No error here, so now it converges in only 7 steps.

Again, something for you to look at.

Sub Demo()

    ' Function inputs

    Dim h, v, k, d, p

    h = 1010

    v = 0.00000058

    k = 0.64

    d = 0.025

    p = 3.77

    Dim Nu, De

    'constants

    Dim k1, k2, k3

    ' Loop temp variables

    Dim k4, k5

    Dim C As Long ' Counter

    Dim Old As Double

    Dim U As Double

    'Group some constants here

    k1 = -1250000 * p

    k2 = (1250 * d * p) / v

    k3 = 5474560350# * (p ^ (2 / 3) - 1) / 12192437

    Old = 0

    U = 65

    Debug.Print U

    Do While Old <> U And C <= 20

        Old = U

        k4 = Log(d * U / v)

        k5 = k3 * Sqr(1 / (164 - 79 * k4) ^ 2)

        Nu = (79 * k4 - 164) ^ 3 * (k5 + 1) ^ 2 * U * (h - (k1 + k2 * U) / ((164 - 79 * k4) ^ 2 * (k5 + 1)))

        De = 79 * k1 * (k5 + 2) + k2 * U * (-(79 * k4 * (k5 + 1)) + 243 * k5 + 322)

        U = U - Nu / De

        Debug.Print U

        C = C + 1

    Loop

    Select Case d * U / v

    Case Is >= 4800

        Debug.Print "Re is ok"

    Case Else

        Debug.Print "Re is not ok.  Using other equation"

        ' Call other equation

    End Select

End Sub

Starting with 65, it converged to the solution in only 7 steps.

65

 9.48077481721725E-02

 3.36485375272576

 5.86076491979712

 5.97293255059299

 5.97307890427606

 5.97307890452143

 5.97307890452143

Re is ok

========================================

To understand recursion, one must first understand recursion.
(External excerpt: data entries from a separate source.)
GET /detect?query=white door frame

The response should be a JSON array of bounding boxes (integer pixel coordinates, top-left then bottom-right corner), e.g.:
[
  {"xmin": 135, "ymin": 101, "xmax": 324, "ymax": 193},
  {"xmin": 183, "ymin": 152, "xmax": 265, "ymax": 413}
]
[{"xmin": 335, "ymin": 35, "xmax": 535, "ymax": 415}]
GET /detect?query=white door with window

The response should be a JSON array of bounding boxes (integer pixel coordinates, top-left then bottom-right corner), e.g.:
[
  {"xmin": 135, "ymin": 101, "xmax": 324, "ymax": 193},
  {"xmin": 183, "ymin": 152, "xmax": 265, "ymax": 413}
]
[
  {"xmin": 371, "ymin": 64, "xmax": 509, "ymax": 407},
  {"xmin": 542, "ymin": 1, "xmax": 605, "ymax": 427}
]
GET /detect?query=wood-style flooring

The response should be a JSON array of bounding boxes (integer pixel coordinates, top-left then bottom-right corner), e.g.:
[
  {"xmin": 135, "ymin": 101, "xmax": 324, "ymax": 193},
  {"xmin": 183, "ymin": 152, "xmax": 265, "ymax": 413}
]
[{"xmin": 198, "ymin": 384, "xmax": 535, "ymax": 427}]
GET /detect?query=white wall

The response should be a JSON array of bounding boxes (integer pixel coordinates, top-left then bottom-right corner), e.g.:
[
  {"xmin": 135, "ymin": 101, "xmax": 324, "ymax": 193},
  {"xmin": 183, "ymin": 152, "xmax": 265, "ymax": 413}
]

========================================

Answer 3

Dana, really appreciate your comments. The reason why there are two functions for f is that when the Reynolds number("re") gets below 4800, the flow of the fluid changes from turbulent to transitional. As a result it affects the convective heat transfer coefficient. it is supposed to match h instead of h*d/k as I'm trying to match the theoretical h to the one I have. Thanks again, I'll take note of your changes.